Ringfort (Rath), Knockaunnagat, Co. Galway
Co. Galway |
Ringforts
In the rolling grassland of Knockaunnagat in County Galway, a circular earthwork sits on a gentle rise, carrying a name that has nothing to do with its ancient origins.
Locally it goes by Kelly's Fort, a designation recorded as far back as 1914, when Neary noted it in the literature. That borrowed surname is a reminder of how vernacular memory works: a feature thousands of years old quietly acquires the name of a more recent family, and the older story recedes.
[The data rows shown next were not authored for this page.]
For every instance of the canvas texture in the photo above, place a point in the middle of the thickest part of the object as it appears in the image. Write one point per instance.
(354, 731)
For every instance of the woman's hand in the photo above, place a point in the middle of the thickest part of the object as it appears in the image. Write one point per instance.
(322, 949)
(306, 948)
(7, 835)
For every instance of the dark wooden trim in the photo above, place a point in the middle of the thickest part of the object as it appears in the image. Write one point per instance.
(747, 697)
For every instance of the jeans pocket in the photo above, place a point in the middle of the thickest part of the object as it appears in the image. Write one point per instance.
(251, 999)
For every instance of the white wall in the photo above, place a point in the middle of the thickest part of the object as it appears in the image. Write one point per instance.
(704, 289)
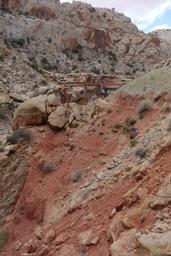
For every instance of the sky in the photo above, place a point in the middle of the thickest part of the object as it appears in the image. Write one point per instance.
(148, 15)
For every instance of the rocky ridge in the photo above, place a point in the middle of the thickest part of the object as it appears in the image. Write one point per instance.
(84, 157)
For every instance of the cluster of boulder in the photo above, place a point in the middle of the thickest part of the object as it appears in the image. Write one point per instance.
(58, 112)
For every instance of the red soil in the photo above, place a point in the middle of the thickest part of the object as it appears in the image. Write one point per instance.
(88, 151)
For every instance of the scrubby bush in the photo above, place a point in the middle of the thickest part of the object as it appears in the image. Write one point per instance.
(6, 110)
(76, 176)
(166, 108)
(133, 143)
(46, 167)
(141, 152)
(143, 107)
(80, 57)
(130, 121)
(19, 135)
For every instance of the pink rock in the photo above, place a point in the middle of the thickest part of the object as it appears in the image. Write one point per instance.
(50, 236)
(43, 251)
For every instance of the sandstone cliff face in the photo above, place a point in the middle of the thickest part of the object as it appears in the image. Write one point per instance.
(40, 8)
(77, 37)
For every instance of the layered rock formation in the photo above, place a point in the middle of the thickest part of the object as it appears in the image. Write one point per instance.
(76, 37)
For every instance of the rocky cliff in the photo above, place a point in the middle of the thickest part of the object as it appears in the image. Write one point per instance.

The structure itself is a rath, the most common type of ringfort in Ireland, typically a farmstead enclosed by earthen banks during the early medieval period, roughly between the fifth and twelfth centuries. This one measures thirty-one metres in diameter and is defined by two concentric banks with a fosse between them, the fosse being the external ditch dug to provide material for the banks and to add a further line of defence. The inner bank survives well along the western to northern arc and at the south-east, though elsewhere the enclosure is marked by a scarp, a slope in the ground rather than a raised bank, suggesting some erosion or later disturbance over the centuries. The outer bank and fosse hold up better, running from the south-west through north to north-east, though part of the outer bank has been absorbed into a later field boundary, the kind of quiet overwriting that happened across the Irish landscape as farming patterns shifted in the post-medieval period.
At thirty-one metres across, this is a modestly sized example, consistent with a single household enclosure rather than a high-status site with multiple rings of defence. Two-bank raths are somewhat less common than single-bank examples, which gives this one a mild distinction within the broader type. The outer bank surviving in reasonable condition means the original double-enclosure plan is still legible on the ground, even where modern field boundaries have complicated the picture.